Robustness under Distribution Shift and Adversarial Attacks
Substantial gains are also reported on OOD and adversarial benchmarks:
Figure 3: OOD and adversarial robustness. UniGame increases Group Accuracy by 4.8% on NaturalBench and accuracy by 6.2% on AdVQA.
These results validate the hypothesis that decoder-constrained adversarial perturbations systematically expose fragile decision boundaries and harden the understanding branch.
Case Studies and Qualitative Insights
Inspection of hard sample generation and qualitative results:
- The hard buffer captures semantically valid, decision-critical counterexamples targeting counting, object interaction, relations, occlusion, and other nuanced forms of visual reasoning error modes (see Figure 4).
- For open-ended generation, UniGame produces images with more faithful compositional structure and attribute binding compared to baseline SFT or RLHF (Figure 5).

Figure 5: Case study for close-ended and open-ended understanding tasks, highlighting challenging examples successfully addressed by UniGame.
Figure 4: Representative hard-sample buffer cases that challenge the understanding branch and surface underlying model weaknesses.
Theoretical Implications
The minimax training dynamic is theoretically justified as a robust optimization procedure. The adversarial branch introduces a gradient-norm penalty on the understanding loss, equivalent to a local flattening of the decision boundary. Enforcing decoder constraints ensures that adversarial samples remain visually plausible and semantically aligned, thereby expanding the empirical support of the learned manifold in directions most aligned with real OOD data. Convergence analysis under mild smoothness and compactness assumptions supports stability of the alternating updates.
Figure 6: Self-play dynamics: the understanding and generation branches alternately dominate optimization, yielding stable minimax behavior and avoiding mode collapse.
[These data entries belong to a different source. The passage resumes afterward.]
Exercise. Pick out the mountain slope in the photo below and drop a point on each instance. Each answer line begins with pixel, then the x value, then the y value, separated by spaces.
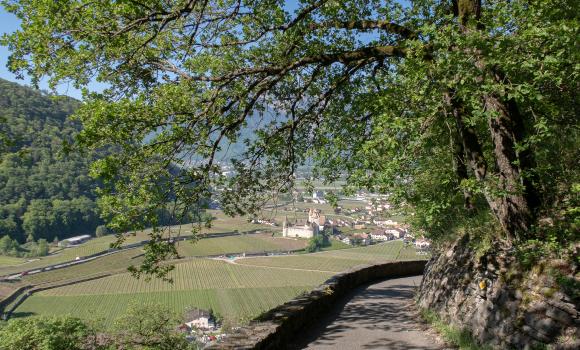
pixel 43 192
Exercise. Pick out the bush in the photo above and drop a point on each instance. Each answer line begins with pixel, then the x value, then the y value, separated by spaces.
pixel 44 333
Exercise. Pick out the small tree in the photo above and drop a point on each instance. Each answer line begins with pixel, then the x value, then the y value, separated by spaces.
pixel 101 231
pixel 148 327
pixel 44 333
pixel 42 248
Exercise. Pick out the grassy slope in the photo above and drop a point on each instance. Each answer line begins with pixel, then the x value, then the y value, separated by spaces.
pixel 96 245
pixel 238 291
pixel 239 244
pixel 339 260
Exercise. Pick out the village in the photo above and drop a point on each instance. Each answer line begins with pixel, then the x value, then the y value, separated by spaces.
pixel 359 225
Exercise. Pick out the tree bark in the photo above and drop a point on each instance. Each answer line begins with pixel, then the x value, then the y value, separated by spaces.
pixel 514 212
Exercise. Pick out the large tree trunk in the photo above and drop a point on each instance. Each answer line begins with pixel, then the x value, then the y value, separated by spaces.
pixel 510 196
pixel 514 210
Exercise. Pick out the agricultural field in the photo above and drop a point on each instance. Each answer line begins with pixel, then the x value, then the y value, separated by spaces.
pixel 338 260
pixel 237 292
pixel 10 261
pixel 250 243
pixel 222 223
pixel 93 246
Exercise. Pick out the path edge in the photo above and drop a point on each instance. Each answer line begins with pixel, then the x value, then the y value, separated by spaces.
pixel 278 326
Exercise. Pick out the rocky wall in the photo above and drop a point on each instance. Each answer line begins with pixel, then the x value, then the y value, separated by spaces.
pixel 498 303
pixel 278 326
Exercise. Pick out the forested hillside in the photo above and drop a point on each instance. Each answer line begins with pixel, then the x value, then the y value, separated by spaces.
pixel 43 192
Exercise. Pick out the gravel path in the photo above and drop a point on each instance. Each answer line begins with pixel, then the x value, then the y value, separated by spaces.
pixel 376 316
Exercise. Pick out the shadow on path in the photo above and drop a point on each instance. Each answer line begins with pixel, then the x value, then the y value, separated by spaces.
pixel 375 316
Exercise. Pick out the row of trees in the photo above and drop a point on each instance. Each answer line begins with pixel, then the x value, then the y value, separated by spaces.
pixel 142 327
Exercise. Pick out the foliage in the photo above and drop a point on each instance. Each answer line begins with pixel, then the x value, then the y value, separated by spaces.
pixel 316 243
pixel 148 327
pixel 458 337
pixel 460 110
pixel 101 231
pixel 43 193
pixel 10 247
pixel 142 327
pixel 45 333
Figure 7: Dominance timeline: training alternates between understanding and generation phases, maintaining consistent improvement and robustness without collapse to either branch.
Ablation and Efficiency
Decoder-constrained perturbations yield strictly stronger adversarial examples than embedding space perturbations. Full UniGame with CLIP filtering and buffer replay achieves +3.9% over SFT on VQAv2, while embedding constraints alone yield at most +0.7%. UniGame is architecture-agnostic, requiring <1% parameter increase, and is complementary to existing SFT, reconstruction-based, and reward-based post-training schemes.
Figure 8: Perturbation sweetspot—accuracy peaks at moderate perturbation magnitudes, confirming benefit of non-trivial, on-manifold adversarial signals.
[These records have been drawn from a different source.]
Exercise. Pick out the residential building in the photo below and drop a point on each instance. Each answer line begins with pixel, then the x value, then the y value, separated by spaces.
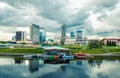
pixel 20 36
pixel 79 34
pixel 63 34
pixel 34 33
pixel 72 34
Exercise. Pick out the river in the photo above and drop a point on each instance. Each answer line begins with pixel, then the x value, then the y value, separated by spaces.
pixel 35 68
Practical Implications and Future Directions
UniGame introduces an efficient, architecture-neutral protocol for improving both the consistency and robustness of UMMs. Its minimal computational overhead and plug-and-play design make it suitable for integration into contemporary pipelines. The self-play principle demonstrated here suggests a generalized path for foundation model post-training, extending robust optimization ideas into unified cross-modal architectures.
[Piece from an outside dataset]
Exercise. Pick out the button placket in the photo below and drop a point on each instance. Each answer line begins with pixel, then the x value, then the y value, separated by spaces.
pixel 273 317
Open avenues for future work include scale-up to larger foundation models, systematic tests on more diverse and challenging datasets, and refinement of the self-adversarial objectives (e.g., multi-stage games, curriculum adversaries, or expansion to multi-modal dialogue settings).
Conclusion
UniGame presents a theoretically grounded, empirically validated approach for post-training unified multimodal models that directly addresses the structural objective inconsistencies between understanding and generation. Its self-adversarial, minimax game at the token interface reliably exposes and closes consistency gaps, yielding improved coherence and robustness across both vision and language tasks. The principles underlying UniGame—particularly adversarial self-play, decoder-constrained perturbations, and dynamic consistency regularization—offer a blueprint for the next generation of robust, general-purpose multimodal AI systems.